The transferability of antimicrobial resistance from lactic acid bacteria (LAB) to potential pathogenic strains was studied using in vitro methods and mating in a food matrix. Five LAB donors containing either erythromycin or tetracycline resistance markers on transferable elements were conjugally mated with LAB (Enterococcus faecalis, Lactococcus lactis) and pathogenic strains (Listeria spp., Salmonella ssp., Staphylococcus aureus, and Escherichia coli). In vitro transfer experiments were carried out with the donors and recipients using both the filter and plate mating methods. The food matrix consisted of fermented whole milk (fermented with the LAB donors) with the pathogenic recipients added as contaminants during the production process. All transconjugants were confirmed by phenotypic and molecular methods. Erythromycin resistance transfer from LAB strains to Listeria spp. was observed using both in vitro mating methods at high transfer frequencies of up to 5.1 x 10(-4) transconjugants per recipient. Also, high frequency transfer (ranging from 2.7 x 10(-8) up to 1.1 x 10(-3) transconjugants per recipient) of both erythromycin and tetracycline-resistance was observed between LAB species using in vitro methods. No resistance transfer was observed to Salmonella spp., Staphylococcus aureus, and E. coli. The only conjugal transfer observed in the fermented milk matrix was for tetracycline resistance between two LAB strains (at a transfer frequency of 2.6 x 10(-7) transconjugants per recipients). This study demonstrates the transfer of antimicrobial resistance from LAB to Listeria spp. using in vitro methods and also the transfer of resistance between LAB species in a food matrix. It highlights the involvement of LAB as a potential source of resistance determinants that may be disseminated between LAB and pathogenic strains including Listeria spp. Furthermore, it indicates that food matrices such as fermented milks may provide a suitable environment to support gene exchange.

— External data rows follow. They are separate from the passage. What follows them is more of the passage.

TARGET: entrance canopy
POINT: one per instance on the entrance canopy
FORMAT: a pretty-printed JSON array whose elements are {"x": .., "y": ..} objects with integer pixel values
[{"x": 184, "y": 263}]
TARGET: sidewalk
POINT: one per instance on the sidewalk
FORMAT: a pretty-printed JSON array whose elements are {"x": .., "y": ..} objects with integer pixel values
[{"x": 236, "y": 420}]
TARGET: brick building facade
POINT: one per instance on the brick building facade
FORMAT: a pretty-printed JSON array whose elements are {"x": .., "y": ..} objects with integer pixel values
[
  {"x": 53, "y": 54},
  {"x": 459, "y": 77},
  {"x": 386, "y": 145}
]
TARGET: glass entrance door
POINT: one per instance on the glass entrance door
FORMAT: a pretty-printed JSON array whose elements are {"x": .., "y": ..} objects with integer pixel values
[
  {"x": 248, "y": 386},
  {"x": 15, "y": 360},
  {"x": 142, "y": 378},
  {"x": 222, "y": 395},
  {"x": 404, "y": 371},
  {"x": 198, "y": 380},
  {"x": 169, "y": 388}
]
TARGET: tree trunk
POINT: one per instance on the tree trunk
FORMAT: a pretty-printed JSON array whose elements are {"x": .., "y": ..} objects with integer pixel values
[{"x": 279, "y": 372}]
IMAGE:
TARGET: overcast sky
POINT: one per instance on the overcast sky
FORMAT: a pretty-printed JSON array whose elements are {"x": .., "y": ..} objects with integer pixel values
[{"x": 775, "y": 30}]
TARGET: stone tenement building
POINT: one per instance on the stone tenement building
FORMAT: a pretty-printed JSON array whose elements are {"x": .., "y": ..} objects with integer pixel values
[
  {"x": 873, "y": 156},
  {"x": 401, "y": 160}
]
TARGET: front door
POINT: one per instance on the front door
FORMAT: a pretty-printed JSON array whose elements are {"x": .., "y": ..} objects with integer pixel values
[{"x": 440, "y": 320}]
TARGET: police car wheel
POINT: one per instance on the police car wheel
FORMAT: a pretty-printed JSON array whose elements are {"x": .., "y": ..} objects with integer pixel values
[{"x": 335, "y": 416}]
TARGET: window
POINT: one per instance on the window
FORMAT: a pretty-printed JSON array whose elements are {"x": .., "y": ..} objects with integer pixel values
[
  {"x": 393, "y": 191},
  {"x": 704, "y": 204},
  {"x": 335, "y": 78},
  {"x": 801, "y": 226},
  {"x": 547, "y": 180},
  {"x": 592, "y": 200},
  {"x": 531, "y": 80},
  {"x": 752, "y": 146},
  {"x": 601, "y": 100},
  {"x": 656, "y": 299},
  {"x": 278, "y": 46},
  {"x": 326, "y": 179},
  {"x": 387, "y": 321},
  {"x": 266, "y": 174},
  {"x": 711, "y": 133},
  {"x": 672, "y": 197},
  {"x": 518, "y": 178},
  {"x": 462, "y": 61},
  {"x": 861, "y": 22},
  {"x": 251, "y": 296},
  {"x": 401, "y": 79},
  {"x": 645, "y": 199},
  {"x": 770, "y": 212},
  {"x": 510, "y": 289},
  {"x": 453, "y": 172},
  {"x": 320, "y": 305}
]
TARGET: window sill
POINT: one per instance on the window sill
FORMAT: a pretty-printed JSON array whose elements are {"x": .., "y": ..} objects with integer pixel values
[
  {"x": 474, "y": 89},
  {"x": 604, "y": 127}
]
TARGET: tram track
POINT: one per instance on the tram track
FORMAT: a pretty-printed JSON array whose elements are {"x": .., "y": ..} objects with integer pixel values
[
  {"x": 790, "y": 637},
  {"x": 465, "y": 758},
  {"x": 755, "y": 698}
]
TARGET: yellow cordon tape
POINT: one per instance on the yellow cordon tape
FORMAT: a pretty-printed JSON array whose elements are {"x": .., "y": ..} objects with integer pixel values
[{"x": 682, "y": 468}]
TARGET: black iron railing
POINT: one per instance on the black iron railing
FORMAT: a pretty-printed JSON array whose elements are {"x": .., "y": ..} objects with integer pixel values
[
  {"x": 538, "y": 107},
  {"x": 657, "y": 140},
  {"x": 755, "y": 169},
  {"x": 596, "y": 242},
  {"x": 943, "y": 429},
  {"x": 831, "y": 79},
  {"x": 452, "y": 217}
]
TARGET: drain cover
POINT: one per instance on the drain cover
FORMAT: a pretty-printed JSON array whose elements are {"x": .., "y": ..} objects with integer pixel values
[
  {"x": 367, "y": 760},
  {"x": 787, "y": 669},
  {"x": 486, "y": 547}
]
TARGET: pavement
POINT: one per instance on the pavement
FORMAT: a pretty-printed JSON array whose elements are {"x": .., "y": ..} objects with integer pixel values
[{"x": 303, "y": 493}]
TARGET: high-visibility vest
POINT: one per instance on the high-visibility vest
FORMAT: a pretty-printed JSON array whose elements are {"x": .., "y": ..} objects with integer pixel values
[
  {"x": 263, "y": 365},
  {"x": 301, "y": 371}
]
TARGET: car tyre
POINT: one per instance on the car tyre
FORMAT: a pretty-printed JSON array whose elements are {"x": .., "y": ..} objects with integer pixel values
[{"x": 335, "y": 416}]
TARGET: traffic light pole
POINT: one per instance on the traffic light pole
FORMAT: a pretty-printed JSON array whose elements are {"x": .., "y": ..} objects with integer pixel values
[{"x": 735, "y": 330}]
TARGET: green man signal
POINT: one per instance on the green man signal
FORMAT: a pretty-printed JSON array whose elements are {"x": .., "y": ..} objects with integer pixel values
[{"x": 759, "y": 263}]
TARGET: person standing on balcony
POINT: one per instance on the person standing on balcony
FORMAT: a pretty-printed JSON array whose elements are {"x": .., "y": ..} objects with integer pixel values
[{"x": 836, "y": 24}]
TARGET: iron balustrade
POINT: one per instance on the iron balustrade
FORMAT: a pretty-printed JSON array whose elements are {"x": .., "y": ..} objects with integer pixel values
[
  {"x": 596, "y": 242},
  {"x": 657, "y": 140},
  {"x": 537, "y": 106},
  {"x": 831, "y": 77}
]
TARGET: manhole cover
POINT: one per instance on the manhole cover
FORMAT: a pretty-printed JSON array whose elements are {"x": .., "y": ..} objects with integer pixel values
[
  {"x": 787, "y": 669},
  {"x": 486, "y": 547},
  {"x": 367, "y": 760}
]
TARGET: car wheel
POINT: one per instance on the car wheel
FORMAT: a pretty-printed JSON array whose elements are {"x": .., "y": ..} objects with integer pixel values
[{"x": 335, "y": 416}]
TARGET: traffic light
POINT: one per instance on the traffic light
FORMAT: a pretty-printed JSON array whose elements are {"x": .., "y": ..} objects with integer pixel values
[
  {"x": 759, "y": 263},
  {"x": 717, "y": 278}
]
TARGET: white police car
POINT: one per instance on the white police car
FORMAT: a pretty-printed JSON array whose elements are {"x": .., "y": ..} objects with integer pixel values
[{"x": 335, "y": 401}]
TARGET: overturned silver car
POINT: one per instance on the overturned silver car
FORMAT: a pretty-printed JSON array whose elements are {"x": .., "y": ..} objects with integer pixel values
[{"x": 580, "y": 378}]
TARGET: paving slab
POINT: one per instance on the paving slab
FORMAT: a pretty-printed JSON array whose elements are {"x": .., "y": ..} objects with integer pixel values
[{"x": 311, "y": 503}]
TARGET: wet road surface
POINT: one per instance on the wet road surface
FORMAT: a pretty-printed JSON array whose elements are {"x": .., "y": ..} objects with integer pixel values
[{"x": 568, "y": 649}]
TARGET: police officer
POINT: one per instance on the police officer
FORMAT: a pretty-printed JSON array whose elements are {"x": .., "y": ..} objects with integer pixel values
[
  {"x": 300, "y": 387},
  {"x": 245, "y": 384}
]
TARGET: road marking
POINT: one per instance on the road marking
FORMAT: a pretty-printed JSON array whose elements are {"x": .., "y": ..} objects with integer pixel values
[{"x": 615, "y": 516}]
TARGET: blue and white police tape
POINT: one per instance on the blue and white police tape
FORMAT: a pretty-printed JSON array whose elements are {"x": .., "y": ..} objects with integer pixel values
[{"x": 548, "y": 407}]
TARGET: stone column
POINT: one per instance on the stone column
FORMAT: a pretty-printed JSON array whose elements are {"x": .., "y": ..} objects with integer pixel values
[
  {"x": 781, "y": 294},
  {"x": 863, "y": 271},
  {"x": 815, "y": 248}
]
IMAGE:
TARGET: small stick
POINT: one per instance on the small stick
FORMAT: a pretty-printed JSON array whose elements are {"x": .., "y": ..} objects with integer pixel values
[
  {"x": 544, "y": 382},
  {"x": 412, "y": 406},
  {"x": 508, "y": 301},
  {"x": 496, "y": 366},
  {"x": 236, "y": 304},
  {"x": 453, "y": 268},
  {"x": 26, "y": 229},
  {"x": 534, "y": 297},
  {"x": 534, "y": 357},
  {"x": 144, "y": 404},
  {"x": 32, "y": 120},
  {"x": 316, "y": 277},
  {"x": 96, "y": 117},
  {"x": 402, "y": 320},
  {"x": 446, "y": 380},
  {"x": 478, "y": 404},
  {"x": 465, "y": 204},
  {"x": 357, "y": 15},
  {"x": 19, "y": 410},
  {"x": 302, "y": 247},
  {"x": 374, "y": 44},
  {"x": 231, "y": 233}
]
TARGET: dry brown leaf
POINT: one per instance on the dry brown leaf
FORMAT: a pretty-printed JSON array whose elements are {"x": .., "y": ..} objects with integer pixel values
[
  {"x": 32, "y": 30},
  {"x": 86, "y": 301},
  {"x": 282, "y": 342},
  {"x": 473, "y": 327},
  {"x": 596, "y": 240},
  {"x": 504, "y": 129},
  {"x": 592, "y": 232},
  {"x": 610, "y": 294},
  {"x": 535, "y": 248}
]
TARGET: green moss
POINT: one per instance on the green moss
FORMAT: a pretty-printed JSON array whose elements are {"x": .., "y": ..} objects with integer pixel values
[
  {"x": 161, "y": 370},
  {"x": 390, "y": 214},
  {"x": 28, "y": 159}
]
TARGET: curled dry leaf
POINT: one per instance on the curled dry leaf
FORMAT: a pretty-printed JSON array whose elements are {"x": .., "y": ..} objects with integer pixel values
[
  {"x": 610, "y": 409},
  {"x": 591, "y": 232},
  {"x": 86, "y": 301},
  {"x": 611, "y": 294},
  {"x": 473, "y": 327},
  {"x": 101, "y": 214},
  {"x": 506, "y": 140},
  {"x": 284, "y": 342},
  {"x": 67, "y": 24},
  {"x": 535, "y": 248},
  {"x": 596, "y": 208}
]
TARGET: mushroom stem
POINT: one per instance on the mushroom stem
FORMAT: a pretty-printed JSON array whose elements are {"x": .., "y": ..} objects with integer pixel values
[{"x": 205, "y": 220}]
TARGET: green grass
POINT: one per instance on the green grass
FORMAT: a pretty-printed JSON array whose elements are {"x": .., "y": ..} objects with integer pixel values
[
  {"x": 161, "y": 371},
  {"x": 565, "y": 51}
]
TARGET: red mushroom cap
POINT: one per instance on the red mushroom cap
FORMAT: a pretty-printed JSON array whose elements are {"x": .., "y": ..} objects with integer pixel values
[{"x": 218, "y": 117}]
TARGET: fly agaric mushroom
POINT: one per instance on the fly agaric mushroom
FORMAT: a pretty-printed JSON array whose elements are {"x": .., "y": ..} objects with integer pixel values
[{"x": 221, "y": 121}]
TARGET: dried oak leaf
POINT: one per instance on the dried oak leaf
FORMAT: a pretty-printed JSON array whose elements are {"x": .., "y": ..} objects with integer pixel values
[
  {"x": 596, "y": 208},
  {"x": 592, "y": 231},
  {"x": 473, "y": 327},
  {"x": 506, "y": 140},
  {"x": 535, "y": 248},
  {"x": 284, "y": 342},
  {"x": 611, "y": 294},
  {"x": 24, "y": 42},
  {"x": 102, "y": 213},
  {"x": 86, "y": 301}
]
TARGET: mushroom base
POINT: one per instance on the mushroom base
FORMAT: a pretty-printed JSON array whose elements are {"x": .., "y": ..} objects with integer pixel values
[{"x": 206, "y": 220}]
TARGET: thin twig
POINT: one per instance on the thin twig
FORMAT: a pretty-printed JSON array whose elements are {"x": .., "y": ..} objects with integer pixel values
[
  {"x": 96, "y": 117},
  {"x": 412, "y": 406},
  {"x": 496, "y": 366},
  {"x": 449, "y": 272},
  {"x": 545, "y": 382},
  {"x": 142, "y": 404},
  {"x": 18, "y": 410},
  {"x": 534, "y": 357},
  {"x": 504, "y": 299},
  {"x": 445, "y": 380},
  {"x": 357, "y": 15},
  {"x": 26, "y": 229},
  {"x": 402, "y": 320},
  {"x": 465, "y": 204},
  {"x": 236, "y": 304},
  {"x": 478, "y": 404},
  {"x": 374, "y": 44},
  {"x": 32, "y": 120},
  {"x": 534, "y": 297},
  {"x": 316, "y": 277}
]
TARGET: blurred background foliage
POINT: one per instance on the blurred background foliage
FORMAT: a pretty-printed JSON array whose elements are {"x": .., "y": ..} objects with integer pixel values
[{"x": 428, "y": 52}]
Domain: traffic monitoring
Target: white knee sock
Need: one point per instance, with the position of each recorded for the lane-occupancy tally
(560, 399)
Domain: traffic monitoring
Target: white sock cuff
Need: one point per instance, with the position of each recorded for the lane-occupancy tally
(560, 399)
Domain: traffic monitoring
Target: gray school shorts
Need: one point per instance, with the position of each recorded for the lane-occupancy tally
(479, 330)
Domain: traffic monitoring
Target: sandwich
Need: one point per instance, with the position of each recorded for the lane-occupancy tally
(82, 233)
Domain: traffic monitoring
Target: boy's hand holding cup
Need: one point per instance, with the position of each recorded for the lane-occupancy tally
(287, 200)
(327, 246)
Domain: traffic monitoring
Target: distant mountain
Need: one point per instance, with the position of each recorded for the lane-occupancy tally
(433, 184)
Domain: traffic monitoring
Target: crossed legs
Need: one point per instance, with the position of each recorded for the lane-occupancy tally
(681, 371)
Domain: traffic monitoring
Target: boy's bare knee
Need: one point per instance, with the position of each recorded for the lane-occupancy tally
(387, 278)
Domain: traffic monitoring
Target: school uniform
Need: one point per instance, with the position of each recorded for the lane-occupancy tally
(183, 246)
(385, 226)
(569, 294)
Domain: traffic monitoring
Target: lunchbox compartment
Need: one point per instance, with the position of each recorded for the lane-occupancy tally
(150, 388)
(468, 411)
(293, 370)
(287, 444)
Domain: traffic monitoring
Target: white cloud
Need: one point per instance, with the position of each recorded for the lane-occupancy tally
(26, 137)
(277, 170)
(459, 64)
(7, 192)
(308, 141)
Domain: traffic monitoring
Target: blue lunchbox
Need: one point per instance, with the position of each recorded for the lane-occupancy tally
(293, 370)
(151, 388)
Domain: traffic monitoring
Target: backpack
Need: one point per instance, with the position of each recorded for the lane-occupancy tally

研究了通过体外方法和在食品基质中交配将乳酸菌 (LAB) 中的抗生素耐药性转移到潜在的致病性菌株中的情况。使用含有可转移元件上的红霉素或四环素耐药标记的五个 LAB 供体与 LAB(粪肠球菌、乳球菌)和致病性菌株(李斯特菌属、沙门氏菌属、金黄色葡萄球菌和大肠杆菌)进行了共轭交配。使用过滤和平板交配方法在供体和受体之间进行了体外转移实验。食品基质由发酵全脂牛奶组成(用 LAB 供体发酵),在生产过程中添加致病性受体作为污染物。所有转导子均通过表型和分子方法确认。使用两种体外交配方法观察到来自 LAB 菌株的红霉素耐药性转移到李斯特菌属,转移频率高达每受体 5.1 x 10(-4)个转导子。此外,还观察到 LAB 种间红霉素和四环素耐药性的高频转移(每受体从 2.7 x 10(-8)到 1.1 x 10(-3)个转导子)。在发酵乳基质中未观察到对沙门氏菌属、金黄色葡萄球菌和大肠杆菌的耐药性转移。仅观察到两种 LAB 菌株之间的四环素耐药性的共轭转移(转移频率为每受体 2.6 x 10(-7)个转导子)。这项研究证明了使用体外方法从 LAB 到李斯特菌属的抗生素耐药性转移,以及在食品基质中 LAB 种间的耐药性转移。它强调了 LAB 作为抗性决定因素的潜在来源的参与,这些决定因素可能在 LAB 和包括李斯特菌属在内的致病性菌株之间传播。此外,它表明发酵乳等食品基质可能为基因交换提供合适的环境。